The Glasgow summit has promised no such thing or even a respectable fraction of it. Much of the fraction of the 100 billion dollars made available has come through channels of financing that do not arise from this dedicated additional fund. It’s come by way of arguable redefinition of more established financing.

The summit that is due in Cairo next year, and more to follow annually, is not likely to produce any fraction either. The trillion figure is really a talking point in reserve: if India does not get to its interim 2030 targets, never mind 2070, it could blame the West. That would help the climate in conference halls more than it would the climate.

The needs of other developing countries for climate finance are just as real, and as dire, for India. Between them, they will need trillions of dollars a year to fund the changes needed.
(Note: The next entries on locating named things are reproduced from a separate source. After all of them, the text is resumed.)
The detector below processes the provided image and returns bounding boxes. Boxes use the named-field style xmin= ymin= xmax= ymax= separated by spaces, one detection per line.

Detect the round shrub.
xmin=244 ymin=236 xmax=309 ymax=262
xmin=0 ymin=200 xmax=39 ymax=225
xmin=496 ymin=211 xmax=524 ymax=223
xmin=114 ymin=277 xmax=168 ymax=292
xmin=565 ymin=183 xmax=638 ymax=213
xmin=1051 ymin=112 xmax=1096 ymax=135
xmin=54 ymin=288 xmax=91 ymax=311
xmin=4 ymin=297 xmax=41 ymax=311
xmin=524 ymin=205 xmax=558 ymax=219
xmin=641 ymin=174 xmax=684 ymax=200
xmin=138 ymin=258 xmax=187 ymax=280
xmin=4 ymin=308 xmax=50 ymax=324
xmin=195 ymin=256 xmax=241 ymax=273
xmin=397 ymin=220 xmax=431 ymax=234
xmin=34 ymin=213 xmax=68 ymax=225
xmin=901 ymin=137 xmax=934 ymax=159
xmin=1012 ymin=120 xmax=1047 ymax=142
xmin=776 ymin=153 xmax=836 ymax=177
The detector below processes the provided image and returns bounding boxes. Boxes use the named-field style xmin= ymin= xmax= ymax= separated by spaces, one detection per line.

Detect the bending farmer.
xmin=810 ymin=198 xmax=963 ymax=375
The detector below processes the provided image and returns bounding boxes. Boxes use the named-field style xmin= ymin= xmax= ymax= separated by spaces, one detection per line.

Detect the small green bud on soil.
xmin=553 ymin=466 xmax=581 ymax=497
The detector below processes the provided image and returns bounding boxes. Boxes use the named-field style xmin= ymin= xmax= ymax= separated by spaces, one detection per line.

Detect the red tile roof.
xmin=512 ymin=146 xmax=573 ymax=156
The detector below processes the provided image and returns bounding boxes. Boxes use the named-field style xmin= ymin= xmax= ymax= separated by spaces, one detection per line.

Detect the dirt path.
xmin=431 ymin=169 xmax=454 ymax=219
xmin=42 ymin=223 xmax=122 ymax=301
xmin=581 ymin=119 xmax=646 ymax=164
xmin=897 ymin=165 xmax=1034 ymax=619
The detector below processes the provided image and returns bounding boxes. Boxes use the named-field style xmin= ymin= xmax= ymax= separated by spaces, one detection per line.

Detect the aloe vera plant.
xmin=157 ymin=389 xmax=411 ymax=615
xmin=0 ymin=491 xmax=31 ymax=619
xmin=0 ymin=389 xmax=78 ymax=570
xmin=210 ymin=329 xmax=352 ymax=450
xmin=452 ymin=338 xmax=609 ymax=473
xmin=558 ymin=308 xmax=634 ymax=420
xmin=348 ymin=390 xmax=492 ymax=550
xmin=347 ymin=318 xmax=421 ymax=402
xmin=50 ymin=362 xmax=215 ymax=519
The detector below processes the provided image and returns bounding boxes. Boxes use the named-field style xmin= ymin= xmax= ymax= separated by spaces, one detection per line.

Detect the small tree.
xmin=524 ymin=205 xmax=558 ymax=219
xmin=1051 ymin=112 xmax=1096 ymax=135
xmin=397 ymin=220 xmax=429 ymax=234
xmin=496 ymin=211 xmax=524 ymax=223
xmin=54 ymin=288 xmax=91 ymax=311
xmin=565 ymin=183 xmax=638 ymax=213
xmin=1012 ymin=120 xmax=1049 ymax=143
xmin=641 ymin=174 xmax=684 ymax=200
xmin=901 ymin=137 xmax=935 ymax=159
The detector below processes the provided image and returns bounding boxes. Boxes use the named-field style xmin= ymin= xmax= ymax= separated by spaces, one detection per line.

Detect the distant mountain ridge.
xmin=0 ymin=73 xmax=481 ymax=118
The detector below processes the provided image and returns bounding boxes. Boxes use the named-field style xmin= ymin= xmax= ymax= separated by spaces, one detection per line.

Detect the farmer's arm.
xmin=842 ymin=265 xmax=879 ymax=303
The 100 billion dollars a year pledged, and not delivered, is money at the level of crumbs from peanuts. Glasgow has not delivered even that.

Tears

COP26 president Alok Sharma was seen shedding tears of relief over the final outcome of the conference. He did see in it some achievement if not all that was needed. But around the developing world, the glass is nowhere near half-full, it will struggle to find a drop in the glass by way of the financing required. That is where the tears really belong.

Sharma says China and India will have to explain themselves to the more vulnerable countries around the world why they agreed, and got the conference to agree, on phasing down coal rather than phasing it out. It will inevitably be the case of China and India, and of much of the developing world, that the more developed countries will need to explain themselves, on why they promised only a drop, and then have failed to deliver that too.